The Corner

Discount Rates and Academic Mau-Mauing

Will Wilkinson ably takes on the idea that economists have a whole lot to say about what discount rates should be used in comparing costs and benefits in the debate over global warming. I have a more aggressive take: I dispute that we should care about discount rates, per se, at all.

Let me start with a stylized example to illustrate why. Suppose you were presented with two alternative policies to deal with global warming, A & B. A is roughly speaking, do nothing, and B is roughly speaking, a stiff global carbon tax. Let’s further assume that scientists, agronomists and so forth have constructed a good estimate for the GDP of the planet for each year 2010, 2011, and so on out to, say, 2260 (i.e., 250 years from now). That is, you have for policy A a list of 250 numbers, each of which is the projected global GDP for each year; and you have an analogous list for policy B. Let’s further assume that global GDP over the next 250 years is all you care about, and that these are the only two options. You are emperor of the world. How would you decide which policy to pursue?

One way to do this would be to create a “discounting function,” of greater or lower complexity, that can be applied to any list of GDP estimates by year to generate one number, the present value of this list. You could apply this discounting function to the list of projected GDPs for options A and B, and then choose the policy that has the higher present value. Alternatively, you could simply look at the two lists of GDP projections for policy A and policy B side-by-side, and choose the one that you think is better. In the example given, I would always employ the second method.

Why should I believe that there is any discounting function relevant to global warming that exists in closed form? I have a set of preferences for comparing current to future scenarios of projected costs vs. benefits. Much of the knowledge that informs this set of preferences is tacit and/or contingent on elements of the scenarios that I didn’t list comprehensively in advance, but react to as I am presented with specific scenarios. This is of particular practical importance in a case like global warming which operates across a scope — centuries of time across the globe — in which many of the embedded assumptions that I use when making discounting assumptions in day-to-day life will likely be violated. If an economist can’t find a function that encompasses these, I’m not necessarily irrational; the economist just can’t model my beliefs in a way that he finds convenient. The discounting function is merely a heuristic, not some straightjacket that I have agreed to be bound by just because I haven’t disputed its assumptions.
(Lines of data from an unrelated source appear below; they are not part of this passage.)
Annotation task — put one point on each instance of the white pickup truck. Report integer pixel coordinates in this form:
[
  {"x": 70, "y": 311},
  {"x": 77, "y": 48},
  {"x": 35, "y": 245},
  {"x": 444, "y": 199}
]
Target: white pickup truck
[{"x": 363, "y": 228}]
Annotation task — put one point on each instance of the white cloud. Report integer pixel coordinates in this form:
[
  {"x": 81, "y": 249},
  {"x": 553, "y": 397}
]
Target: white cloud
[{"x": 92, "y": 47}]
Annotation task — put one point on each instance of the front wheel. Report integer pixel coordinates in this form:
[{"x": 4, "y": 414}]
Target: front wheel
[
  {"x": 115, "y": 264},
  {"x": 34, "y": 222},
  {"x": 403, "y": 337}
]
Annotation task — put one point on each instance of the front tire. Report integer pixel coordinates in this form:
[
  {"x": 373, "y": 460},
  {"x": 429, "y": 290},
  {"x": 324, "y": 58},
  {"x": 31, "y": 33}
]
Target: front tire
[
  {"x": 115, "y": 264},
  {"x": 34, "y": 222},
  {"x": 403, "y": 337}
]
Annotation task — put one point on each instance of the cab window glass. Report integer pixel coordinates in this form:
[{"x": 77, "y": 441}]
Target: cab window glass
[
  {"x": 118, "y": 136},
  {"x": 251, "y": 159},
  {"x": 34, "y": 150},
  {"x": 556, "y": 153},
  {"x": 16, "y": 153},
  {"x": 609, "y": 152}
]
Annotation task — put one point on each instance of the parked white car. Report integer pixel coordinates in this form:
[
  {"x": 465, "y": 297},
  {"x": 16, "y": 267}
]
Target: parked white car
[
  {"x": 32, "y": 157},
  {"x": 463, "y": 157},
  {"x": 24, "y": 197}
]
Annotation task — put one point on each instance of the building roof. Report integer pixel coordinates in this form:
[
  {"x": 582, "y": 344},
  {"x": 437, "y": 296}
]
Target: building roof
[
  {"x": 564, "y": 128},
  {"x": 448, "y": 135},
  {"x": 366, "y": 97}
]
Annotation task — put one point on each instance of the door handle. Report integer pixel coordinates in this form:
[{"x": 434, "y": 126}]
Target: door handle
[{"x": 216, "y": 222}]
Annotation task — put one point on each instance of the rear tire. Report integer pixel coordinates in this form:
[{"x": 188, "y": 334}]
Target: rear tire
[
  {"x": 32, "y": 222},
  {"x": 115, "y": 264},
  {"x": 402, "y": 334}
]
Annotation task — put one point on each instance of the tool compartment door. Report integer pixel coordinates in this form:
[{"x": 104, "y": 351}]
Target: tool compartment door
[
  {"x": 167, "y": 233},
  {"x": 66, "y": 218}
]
The primary practical use for these discounting functions in global-warming analysis is to have a function that allows integrated environment-economics models to search a wide space of possible policies automatically with a commonly applied set of explicit assumptions without requiring human intervention to consider each model run. When it comes time to look at the policies that the model says are best, I would always want to see the actual data by time period for a variety of “good” scenarios to determine what policy I think makes sense.

Think of these models as being like a Google search. With infinite time and patience, I could review every document on the Web, but I have only finite time. The Google PageRank algorithm imperfectly, but usefully, narrows down the number of documents I need to review; usually, however, I don’t use the “I Feel Lucky” button, and certainly would not in a case where my life depended on it.

Jim Manzi is CEO of Applied Predictive Technologies (APT), an applied artificial intelligence software company.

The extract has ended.